I encountered a problem with the two left paddles always associated with the same button. According to PowerA, this is likely due to a defective model. Given that others haven’t had this problem, it seems it does. However, it serves as a reminder of a risk you are taking with third-party gaming technology. It’s harder to ensure consistency when compared to a first-party product from a company like Microsoft. While Nintendo’s own, official controllers are notoriously defective (leading to Joy-Con drift lawsuits), the PowerA isn’t exactly unreliable by comparison.

Give and take

All of these shiny features may sound too good to be true – and they are to some extent. While the Fusion offers all sorts of customizations that Switch gamers have only dreamed of, it also lacks a few basics.

There’s a give and take here as players will sacrifice some basics for customization potential.

The most noticeable problem is that the controller has no rumble. I don’t mean the Joy-Cons’s HD rumble is lacking. it doesn’t tremble at all. For all the exciting extras, this could be a deal breaker for some. It also lacks the Amiibo reader functionality that is present in a normal Pro controller. That’s much less of a problem considering amiibo support has always been a niche, but devoted fans can be a little put off by its absence here.

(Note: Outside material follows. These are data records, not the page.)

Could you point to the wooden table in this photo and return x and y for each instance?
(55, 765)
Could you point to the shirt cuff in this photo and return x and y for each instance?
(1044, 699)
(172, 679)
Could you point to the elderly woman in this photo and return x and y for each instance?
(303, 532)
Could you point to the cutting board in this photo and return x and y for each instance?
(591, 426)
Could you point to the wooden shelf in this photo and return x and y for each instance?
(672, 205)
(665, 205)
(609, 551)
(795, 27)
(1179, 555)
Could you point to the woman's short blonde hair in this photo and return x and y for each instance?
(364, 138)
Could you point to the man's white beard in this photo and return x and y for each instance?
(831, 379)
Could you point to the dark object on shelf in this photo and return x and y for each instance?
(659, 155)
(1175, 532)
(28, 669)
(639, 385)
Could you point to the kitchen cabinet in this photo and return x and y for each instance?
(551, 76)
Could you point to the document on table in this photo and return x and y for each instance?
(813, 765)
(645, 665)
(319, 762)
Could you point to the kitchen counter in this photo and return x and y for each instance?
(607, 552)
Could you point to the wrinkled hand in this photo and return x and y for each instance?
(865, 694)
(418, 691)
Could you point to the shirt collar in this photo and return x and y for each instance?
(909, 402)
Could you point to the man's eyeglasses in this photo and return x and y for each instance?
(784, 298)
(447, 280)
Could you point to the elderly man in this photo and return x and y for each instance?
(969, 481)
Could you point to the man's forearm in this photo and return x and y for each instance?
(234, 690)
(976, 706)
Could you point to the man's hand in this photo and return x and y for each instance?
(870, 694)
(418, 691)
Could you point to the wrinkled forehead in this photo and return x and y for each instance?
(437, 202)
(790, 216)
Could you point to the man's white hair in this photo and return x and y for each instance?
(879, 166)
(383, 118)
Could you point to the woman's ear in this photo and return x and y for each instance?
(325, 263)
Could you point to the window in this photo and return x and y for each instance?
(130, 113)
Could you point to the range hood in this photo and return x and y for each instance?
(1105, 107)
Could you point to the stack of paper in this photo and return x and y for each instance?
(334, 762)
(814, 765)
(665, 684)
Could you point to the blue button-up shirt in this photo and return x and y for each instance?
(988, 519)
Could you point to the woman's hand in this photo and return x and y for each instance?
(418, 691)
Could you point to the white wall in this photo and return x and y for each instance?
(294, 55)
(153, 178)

The battery life is also a step down. While the Pro controller can last up to 40 hours, the Fusion types out at around 20 hours.

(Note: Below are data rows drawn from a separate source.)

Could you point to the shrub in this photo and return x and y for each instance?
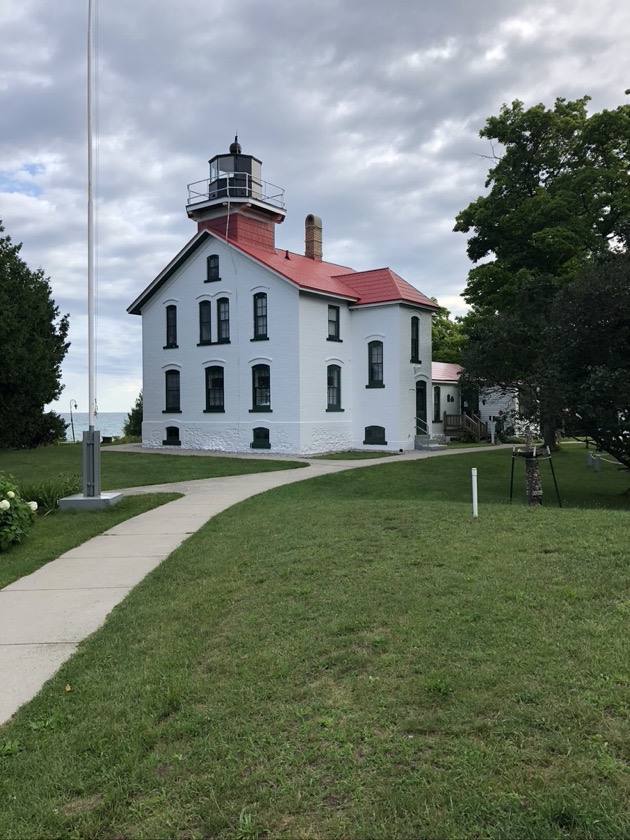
(16, 515)
(48, 492)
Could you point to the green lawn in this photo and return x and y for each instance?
(51, 536)
(354, 657)
(130, 469)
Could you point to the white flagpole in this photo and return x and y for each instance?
(91, 439)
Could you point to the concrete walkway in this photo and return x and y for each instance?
(45, 615)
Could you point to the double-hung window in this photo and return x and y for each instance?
(223, 321)
(333, 374)
(375, 365)
(215, 390)
(333, 324)
(260, 316)
(212, 268)
(415, 339)
(437, 403)
(205, 315)
(261, 388)
(172, 398)
(171, 326)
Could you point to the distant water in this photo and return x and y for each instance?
(108, 423)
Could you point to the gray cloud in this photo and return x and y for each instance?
(366, 113)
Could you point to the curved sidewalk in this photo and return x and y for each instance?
(45, 615)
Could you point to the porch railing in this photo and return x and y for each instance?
(457, 423)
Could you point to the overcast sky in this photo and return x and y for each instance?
(366, 112)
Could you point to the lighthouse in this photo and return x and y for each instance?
(235, 201)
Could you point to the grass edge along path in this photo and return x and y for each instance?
(133, 469)
(348, 657)
(53, 535)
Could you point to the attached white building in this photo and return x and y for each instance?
(247, 346)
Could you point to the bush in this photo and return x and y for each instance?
(47, 493)
(16, 515)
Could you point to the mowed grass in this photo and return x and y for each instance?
(131, 469)
(353, 657)
(51, 536)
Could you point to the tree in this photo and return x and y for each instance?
(447, 337)
(589, 340)
(32, 346)
(132, 427)
(559, 199)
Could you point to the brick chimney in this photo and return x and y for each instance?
(313, 237)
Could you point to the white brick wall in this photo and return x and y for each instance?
(297, 352)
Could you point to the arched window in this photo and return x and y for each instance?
(171, 326)
(260, 316)
(171, 381)
(205, 315)
(437, 403)
(212, 268)
(333, 324)
(261, 388)
(333, 374)
(215, 393)
(223, 321)
(375, 365)
(415, 339)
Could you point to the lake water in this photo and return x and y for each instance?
(108, 423)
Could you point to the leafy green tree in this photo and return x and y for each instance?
(447, 337)
(132, 427)
(589, 340)
(558, 199)
(32, 347)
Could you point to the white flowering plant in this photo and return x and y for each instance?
(16, 514)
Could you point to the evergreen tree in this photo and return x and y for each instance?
(32, 347)
(558, 201)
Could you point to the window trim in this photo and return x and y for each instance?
(263, 441)
(171, 441)
(210, 372)
(169, 391)
(374, 381)
(206, 307)
(171, 327)
(212, 269)
(437, 403)
(261, 324)
(258, 370)
(376, 441)
(334, 324)
(415, 340)
(332, 370)
(223, 324)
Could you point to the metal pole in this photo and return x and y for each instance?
(72, 403)
(555, 483)
(91, 439)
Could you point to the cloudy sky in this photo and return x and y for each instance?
(366, 112)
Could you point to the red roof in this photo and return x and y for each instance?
(358, 287)
(381, 285)
(445, 372)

The thumb stick and buttons of the PowerA Fusion.

This is where the $ 100 price tag becomes more of a debate. It’s not that PowerA has all of the features of a Pro controller with lots of extras. There’s a give and take here as players will sacrifice some basics for customization potential. Whether it’s worth it or not ultimately depends on what a gamer appreciates in a switch controller. If you just want something closer to an Xbox controller, you can stick to the Pro controller.

If the priority is customization, there is no comparison as Nintendo offers next to nothing in this department. It can also be plugged in, which is an improvement over some of the standard AA powered wireless switch pads from PowerA.

Our opinion

The PowerA Fusion is a rugged Nintendo Switch Pro controller alternative for gamers who want more control. The back paddles, interchangeable faceplates, and detachable joysticks make this a worthwhile investment. If the PowerA had rumble functionality and amiibo support, it would be an easy upgrade. With these omissions, the $ 100 price tag feels a bit steep for anyone who simply wants a better version of the Pro controller than an impressive, alternate version.

Is there a better alternative?

The official Nintendo Switch Pro controller is more rugged and less expensive, although the Fusion is undisputed when it comes to customizing it.

How long it will take?

The battery lasts up to 20 hours, which is half of the official Pro controller. Compared to other third-party controllers, it feels more stable than the US, even with some plastic buttons.

Should you buy it?

Yes. If you’re specifically looking for more granular customization of the Switch controls, the Fusion is a pretty robust package. Otherwise stay with the Pro.